Speeds of Gravity and Light
Among supposedly reputable scientists, there is considerable disagreement and misunderstanding on the topic of the speed of gravity. Einstein predicted gravity waves propagating at the speed of light; some astrophysicists think the force of gravity propagates at the same speed as gravity waves. According to Einstein’s General Theory of Relativity (GR), the gravity force vector of a galaxy acting on our own galaxy points in the direction of where that distant galaxy is now—not where it was when the light now reaching us was emitted. So, without saying gravity propagates, at all, Einstein implied that it propagates with infinite speed.
Lesage-type theorists believe the force of gravity propagates at the speed of gravitons–at least 20 billion times the speed of light. I tentatively accept that speed estimate, but to me it represents the speed of P-waves in the ether. The speed of light is, I believe, the speed of S-waves in the ether. S-waves do not occur in a gas or liquid; they only occur in solids. Yes, the ether is a solid! That should not surprise you as much as it probably does; all solids are mostly empty space; what distinguishes them from liquids and gasses is rigidity; a solid has a tendency to retain its shape.

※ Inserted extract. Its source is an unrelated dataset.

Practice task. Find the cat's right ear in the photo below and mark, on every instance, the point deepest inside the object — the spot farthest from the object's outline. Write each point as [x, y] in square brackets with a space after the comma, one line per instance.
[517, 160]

Energy Equivalent of Space
How many ether bubbles un-pop per second per cubic meter, how much space does that create, and how much energy goes into the average un-popping event?

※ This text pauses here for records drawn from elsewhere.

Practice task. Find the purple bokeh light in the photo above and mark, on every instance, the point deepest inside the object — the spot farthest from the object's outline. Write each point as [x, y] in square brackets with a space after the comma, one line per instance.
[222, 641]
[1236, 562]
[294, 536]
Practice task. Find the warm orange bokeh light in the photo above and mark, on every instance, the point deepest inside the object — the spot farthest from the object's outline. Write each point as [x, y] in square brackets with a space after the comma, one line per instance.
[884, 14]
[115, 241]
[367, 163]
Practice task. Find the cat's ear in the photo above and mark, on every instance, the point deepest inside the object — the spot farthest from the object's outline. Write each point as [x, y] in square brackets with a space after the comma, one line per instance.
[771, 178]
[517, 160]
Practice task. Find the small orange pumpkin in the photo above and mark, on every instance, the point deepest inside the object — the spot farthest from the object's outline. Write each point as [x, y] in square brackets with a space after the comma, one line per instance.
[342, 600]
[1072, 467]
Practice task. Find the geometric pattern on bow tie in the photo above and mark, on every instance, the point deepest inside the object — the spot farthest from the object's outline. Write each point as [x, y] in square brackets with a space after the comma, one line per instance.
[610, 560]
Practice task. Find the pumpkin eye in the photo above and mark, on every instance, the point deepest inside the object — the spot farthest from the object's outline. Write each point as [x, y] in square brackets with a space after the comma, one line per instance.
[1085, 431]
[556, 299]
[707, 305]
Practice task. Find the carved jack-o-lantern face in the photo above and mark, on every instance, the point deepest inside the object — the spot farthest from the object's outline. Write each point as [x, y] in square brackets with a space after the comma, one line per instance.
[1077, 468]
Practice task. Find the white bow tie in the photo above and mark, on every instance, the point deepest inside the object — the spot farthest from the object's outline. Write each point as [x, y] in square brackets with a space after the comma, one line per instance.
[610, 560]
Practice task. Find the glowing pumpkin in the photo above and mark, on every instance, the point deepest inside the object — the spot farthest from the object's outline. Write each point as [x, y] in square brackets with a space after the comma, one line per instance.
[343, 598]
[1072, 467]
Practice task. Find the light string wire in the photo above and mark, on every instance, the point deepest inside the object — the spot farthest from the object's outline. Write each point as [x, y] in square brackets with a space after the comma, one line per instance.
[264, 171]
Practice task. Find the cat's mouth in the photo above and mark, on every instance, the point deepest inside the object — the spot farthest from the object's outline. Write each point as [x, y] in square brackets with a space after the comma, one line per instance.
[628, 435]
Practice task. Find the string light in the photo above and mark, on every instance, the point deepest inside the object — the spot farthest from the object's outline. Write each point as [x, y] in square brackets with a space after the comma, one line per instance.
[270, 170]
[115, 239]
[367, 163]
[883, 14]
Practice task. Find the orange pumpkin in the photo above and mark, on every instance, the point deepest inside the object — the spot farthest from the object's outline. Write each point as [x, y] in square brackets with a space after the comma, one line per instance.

At present, the Hubble Constant is estimated at 71 km/Mpc/s; in standard metric units, that is
7.1 x 10^4m / 3.1 x 10^22m / s = 2.4 x 10^-18 / s.
So, in every cubic meter, (2.4 x 10^-18)^3 = 1.38 x 10^-55 m^3 ≈ 10^50 Plank volume of new space is created every second. (VP = LP^3 ≈ 10^-105 m^3)

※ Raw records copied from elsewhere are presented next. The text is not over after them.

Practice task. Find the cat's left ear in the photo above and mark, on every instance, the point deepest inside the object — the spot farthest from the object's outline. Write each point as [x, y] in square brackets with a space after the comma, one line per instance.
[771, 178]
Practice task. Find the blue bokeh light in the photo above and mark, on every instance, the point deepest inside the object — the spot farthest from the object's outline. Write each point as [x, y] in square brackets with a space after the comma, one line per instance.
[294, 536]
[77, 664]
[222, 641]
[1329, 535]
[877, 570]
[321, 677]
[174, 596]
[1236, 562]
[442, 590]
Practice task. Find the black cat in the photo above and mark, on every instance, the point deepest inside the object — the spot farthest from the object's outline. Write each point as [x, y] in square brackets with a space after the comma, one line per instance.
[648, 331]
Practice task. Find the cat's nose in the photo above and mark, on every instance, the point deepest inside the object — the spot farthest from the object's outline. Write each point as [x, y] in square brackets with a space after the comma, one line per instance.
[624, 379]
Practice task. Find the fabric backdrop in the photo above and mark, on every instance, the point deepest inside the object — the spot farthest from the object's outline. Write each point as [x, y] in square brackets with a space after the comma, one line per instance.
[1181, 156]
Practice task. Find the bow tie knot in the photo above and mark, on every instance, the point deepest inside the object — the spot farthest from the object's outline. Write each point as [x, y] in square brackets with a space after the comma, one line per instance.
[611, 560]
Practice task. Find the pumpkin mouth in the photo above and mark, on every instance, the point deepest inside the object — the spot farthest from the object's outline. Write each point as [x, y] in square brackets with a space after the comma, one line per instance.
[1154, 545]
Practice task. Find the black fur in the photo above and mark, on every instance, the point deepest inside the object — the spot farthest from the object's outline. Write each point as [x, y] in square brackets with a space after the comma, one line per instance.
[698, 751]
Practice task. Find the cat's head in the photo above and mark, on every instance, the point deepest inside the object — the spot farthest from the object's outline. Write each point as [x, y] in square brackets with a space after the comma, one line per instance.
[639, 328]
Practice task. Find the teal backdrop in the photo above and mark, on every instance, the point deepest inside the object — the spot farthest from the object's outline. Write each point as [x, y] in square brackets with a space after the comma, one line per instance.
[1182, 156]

An ether bubble which is ready to un-pop is probably larger than the average ether bubble.
Let’s say the average volume of an ether bubble, ready to pop, is one cubic X; (X is probably close to the Plank length, LP, give an order of magnitude). An average un-popping event creates, ((X/LP)^3)/2 of new space.
As for the energy per event, I haven’t a clue!
Range of Gravity
Another belief held by Lesage-type theorists is the limited range of gravity rg, estimated to be at least ten thousand light-years—a tenth of the diameter of our own galaxy. If that is so, then Newton’s universal law of gravitation should be rewritten.
Instead of F = G (m1m2/r^2), it should be F = G(m1m2/(r^2·2^(r/rg)), which makes the force proportional to the inverse cube of distance at galactic scales. This might better explain the formation of galactic spiral arms, hanging together like a spinning line of ice skaters with interlocked hands, rather than by invisible forces (or dark matter) between the arms; or maybe not.
Gravitons, in other Lesage-type models, are postulated as rigid particles of a perfect gas, bouncing off one another at the range of gravity. My gravitons are waves which can pass thru one another without changing direction or speed. Therefore, my gravitons don’t need to be quite so small. Nevertheless, waves can coincide to exceed the material strength of their medium; in my model, this relates to un-popping ether bubbles, which may limit the range of gravity.
Now that we’re back to un-popping bubbles and time reversal, here’s a really deep philosophical question for you to ponder: If the un-popping of an ether bubble is caused by the random convergence of just the right set of P-waves, then where did those P-waves come from? And if those P-waves were caused by the popping of the bubble in reverse time—an event that hasn’t yet happened in our time, does that mean those particular P-waves are predestined to un-pop that particular bubble? Can the effect precede its own cause? If so, do we have any ability, at all, to change our future? Maybe there is yet another infinite dimension to the greater universe—the dimension of which future we choose every time we make the minutest decision; every possible future exists. Indeed, each future available to us, now, has already happened from a sub-universe point of view; we just haven’t decided yet if we want to eliminate that sub-universe from our own future.